O prefeito foi reeleito em outubro de 2012, e o protocolo ficou só nas intenções até hoje. Diz o prefeito que não houve acordo no preço que, segundo notícias, seria de R$ 20 milhões à época. Mas o prefeito poderia tomar medidas a bem do interesse público, como decretar a área de interesse social, desapropriar judicialmente e tomar outras medidas cabíveis.

Detalhe curioso: só a conta de telefonia e internet da prefeitura paga à Oi (Telemar) pela prefeitura do Rio em 2013 foi de R$ 24,5 milhões. Em 2012 foram pagos outros R$ 25 milhões.

Outro detalhe é que o terreno é vizinho da favela do Rato Molhado, e próxima à do Jacarezinho, comunidades que receberam Unidades de Polícia Pacificadora (UPPs) em janeiro de 2013, o que valorizou imóveis na região. Paradoxalmente, o estado gastou para indiretamente valorizar o terreno desativado da Oi, o que possivelmente fez crescer o interesse da empresa em negociá-lo com o poder público por valores mais altos.

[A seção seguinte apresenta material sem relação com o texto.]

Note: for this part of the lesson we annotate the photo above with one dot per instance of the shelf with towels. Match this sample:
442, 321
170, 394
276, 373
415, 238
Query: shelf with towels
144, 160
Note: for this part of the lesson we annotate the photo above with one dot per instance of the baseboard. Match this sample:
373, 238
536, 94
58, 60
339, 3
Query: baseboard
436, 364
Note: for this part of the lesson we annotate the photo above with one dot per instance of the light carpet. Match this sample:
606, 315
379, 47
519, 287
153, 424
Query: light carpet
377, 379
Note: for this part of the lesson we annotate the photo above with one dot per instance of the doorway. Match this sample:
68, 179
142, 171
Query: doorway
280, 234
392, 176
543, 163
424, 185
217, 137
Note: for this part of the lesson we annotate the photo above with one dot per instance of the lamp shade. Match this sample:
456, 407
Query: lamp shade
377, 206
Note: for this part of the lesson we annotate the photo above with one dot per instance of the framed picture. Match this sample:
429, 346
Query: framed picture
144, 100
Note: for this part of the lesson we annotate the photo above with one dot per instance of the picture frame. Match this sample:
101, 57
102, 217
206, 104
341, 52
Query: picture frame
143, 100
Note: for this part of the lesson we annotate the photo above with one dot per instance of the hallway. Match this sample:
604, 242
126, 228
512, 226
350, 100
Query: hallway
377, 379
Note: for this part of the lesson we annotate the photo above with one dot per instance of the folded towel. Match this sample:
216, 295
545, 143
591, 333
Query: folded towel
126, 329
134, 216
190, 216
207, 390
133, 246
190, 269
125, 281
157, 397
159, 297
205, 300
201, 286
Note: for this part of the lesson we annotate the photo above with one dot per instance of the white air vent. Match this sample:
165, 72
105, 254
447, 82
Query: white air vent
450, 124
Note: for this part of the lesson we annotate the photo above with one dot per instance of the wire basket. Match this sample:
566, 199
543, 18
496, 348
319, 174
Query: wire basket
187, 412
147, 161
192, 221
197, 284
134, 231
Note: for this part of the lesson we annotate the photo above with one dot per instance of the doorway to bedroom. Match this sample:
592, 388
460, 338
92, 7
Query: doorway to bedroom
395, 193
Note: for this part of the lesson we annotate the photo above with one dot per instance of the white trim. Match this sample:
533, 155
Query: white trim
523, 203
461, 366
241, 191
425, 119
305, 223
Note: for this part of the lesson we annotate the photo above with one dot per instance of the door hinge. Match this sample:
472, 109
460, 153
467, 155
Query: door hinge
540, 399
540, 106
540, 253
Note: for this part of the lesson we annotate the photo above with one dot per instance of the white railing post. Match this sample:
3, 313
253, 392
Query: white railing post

Além disso, as UPPs têm provocado aumentos no custo do aluguel nas próprias comunidades, um efeito colateral que deveria receber maior atenção da prefeitura e do governo do estado. No passado, moradores de favelas moravam lá em condições precárias justamente porque não tinham dinheiro para pagar aluguel. Hoje há um mercado de locação nas comunidades já estabelecidas, sobretudo nas de melhor localização. Desde o cidadão que constrói outro domicílio sobre sua laje, para alugar e aumentar sua renda, até pessoas que são proprietárias de vários imóveis, o que é uma deturpação na própria regularização de lotes.

Com isso, aluguéis que antes giravam em torno de R$ 230 saltaram para R$ 450, R$ 500. Resultado: as famílias de baixa renda acabam despejadas e recorrem a ocupações como estratégia de sobrevivência.

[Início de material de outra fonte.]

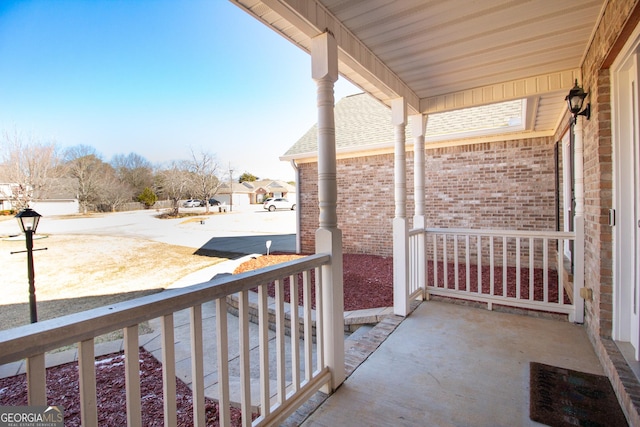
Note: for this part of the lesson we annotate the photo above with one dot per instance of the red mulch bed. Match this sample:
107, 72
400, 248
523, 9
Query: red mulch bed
63, 386
368, 279
368, 283
538, 279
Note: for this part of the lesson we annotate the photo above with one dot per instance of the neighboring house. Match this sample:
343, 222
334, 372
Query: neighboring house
5, 197
458, 65
61, 200
255, 192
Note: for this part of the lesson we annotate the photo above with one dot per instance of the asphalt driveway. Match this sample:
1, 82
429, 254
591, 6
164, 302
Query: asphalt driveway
246, 230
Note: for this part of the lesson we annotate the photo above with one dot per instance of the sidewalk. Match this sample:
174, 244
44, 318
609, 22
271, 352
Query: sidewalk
152, 341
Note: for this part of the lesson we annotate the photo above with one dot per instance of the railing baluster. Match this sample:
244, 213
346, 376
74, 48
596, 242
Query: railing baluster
197, 365
169, 371
36, 381
308, 325
467, 286
518, 278
479, 266
87, 379
456, 262
492, 266
505, 266
531, 267
426, 264
263, 338
222, 343
445, 261
295, 334
545, 269
435, 260
280, 360
132, 376
245, 377
560, 263
319, 321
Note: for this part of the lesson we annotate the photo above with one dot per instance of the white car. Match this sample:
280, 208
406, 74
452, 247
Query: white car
278, 203
191, 203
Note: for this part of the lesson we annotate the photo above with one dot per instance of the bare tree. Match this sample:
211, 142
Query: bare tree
112, 191
83, 163
173, 182
204, 169
135, 171
30, 167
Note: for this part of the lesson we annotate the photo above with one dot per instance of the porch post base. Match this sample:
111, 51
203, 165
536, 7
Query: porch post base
330, 241
400, 267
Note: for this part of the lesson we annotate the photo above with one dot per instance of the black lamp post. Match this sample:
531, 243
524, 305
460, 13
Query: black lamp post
28, 220
575, 101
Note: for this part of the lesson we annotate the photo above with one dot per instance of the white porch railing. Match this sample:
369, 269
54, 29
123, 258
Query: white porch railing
509, 268
31, 342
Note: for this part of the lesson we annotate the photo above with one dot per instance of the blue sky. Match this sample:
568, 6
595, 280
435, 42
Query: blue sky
157, 78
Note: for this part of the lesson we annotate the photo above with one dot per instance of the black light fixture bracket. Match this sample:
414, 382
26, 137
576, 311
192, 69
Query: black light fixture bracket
575, 102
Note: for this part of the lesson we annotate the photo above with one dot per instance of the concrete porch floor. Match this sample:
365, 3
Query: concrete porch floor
451, 365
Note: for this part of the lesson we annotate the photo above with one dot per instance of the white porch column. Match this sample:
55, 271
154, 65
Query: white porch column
578, 224
324, 65
418, 130
400, 226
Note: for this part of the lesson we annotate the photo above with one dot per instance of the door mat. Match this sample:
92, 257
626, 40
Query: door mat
562, 397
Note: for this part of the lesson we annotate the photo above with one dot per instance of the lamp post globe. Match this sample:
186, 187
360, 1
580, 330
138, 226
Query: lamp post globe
28, 220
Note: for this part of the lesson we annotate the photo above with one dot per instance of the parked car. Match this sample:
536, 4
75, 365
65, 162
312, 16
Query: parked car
278, 203
192, 203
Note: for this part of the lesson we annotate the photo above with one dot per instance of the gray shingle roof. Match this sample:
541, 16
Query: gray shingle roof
360, 121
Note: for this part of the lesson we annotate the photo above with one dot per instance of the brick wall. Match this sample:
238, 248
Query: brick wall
499, 185
598, 166
615, 26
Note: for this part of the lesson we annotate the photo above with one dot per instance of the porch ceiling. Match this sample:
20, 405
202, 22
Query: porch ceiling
443, 55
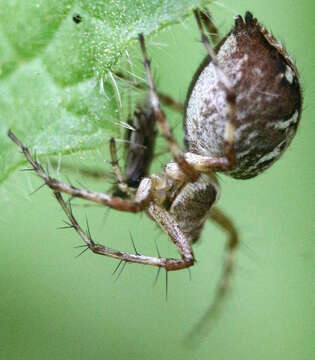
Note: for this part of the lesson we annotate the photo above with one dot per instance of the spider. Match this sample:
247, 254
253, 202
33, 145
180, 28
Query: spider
241, 112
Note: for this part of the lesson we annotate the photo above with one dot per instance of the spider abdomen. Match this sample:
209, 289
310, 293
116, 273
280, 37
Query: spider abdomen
268, 100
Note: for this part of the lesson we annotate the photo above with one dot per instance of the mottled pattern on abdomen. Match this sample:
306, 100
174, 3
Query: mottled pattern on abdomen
268, 102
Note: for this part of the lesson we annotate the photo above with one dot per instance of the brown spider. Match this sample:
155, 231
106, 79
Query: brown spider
241, 113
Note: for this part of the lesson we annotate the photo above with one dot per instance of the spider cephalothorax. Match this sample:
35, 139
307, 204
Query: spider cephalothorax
242, 111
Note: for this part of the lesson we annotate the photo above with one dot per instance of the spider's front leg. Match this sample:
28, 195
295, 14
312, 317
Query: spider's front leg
141, 202
117, 203
162, 121
227, 162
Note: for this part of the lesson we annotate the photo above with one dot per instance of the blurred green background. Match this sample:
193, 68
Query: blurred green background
54, 306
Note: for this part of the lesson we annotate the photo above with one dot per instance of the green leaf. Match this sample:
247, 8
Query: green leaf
54, 89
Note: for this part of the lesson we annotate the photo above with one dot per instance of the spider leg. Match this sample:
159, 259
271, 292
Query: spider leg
167, 263
209, 25
226, 224
228, 161
170, 227
164, 98
161, 118
137, 205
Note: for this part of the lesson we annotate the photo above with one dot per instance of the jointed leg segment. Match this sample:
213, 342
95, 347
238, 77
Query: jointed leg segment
59, 186
161, 119
164, 219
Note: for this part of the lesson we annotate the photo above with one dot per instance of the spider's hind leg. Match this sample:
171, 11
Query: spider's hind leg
224, 285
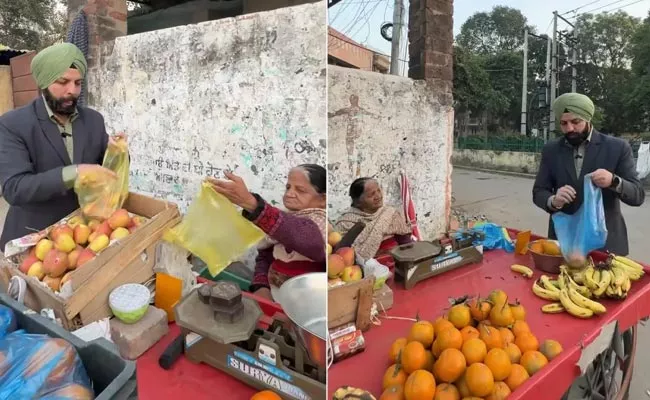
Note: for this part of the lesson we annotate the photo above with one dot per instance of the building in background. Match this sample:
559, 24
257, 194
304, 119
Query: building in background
345, 52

Ocupações não deveriam ser o caminho, mas para isso ser realidade, a prefeitura deveria atender ao déficit habitacional de forma mais rápida e ter políticas reguladoras do uso do solo urbano que equilibrassem o conflito existente entre as necessidades populares de superação da pobreza com o mercado imobiliário.

Se o prefeito tivesse, desde 2012, a mesma disposição para brigar na Justiça pela desapropriação do terreno da Oi, como teve para apoiar a expulsão de famílias pobres, a realidade seria outra, com benefícios para todos.

A cidade ganharia em revitalização da área, dando vida a um conjunto habitacional onde hoje há apenas prédios fechados e um terreno subutilizado. Milhares de famílias ganhariam a casa própria, reduzindo o déficit habitacional e a própria ocorrência de ocupações. E nestes quase dois anos um canteiro de obras estaria gerando mais renda com emprego de mão de obra das próprias comunidades ali.

Se a Oi tivesse um pouco mais de noção de responsabilidade social e cidadania, até por esperteza ela própria se engajaria no projeto, fazendo do limão, limonada. Mesmo que cedesse um pouco no valor do terreno, poderia ter contrapartidas na forma de propaganda institucional positiva, até mesmo associando sua marca ao nome do conjunto habitacional da mesma forma que patrocina casas de espetáculos. É esse tipo de atitude que faz a diferença entre empresas serem amadas ou odiadas.

Perdeu a Oi, ao conquistar uma enorme propaganda negativa para sua marca. É o que dá ficar a cargo da frieza burocrática do departamento jurídico um assunto que – se não uma área de responsabilidade social – seria melhor resolvido pela área de marketing. Provavelmente chegariam à conclusão de que era melhor um “mau” acordo na venda do terreno para a prefeitura, do que uma “boa” demanda na justiça, associando a marca à ganância e exclusão social.

Perdeu o prefeito e seu partido, o PMDB, ao colecionar mais um episódio de tratar problema social como caso de polícia, quando tinha tudo para dar-lhe um desfecho positivo.

E perdeu a cidade do Rio de Janeiro, que luta para revitalizar-se desde que a capital foi transferida para Brasília, e em vez de produzir fatos positivos com as oportunidades, inclusivas geradas pela Copa e Olimpíadas, consegue publicidade negativa por tratar mal sua população mais vulnerável.

É isso que ocorre quando prefeitos e governadores fazem políticas para grandes corporações em alta velocidade, enquanto políticas para erradicar a pobreza andam a passos de tartaruga.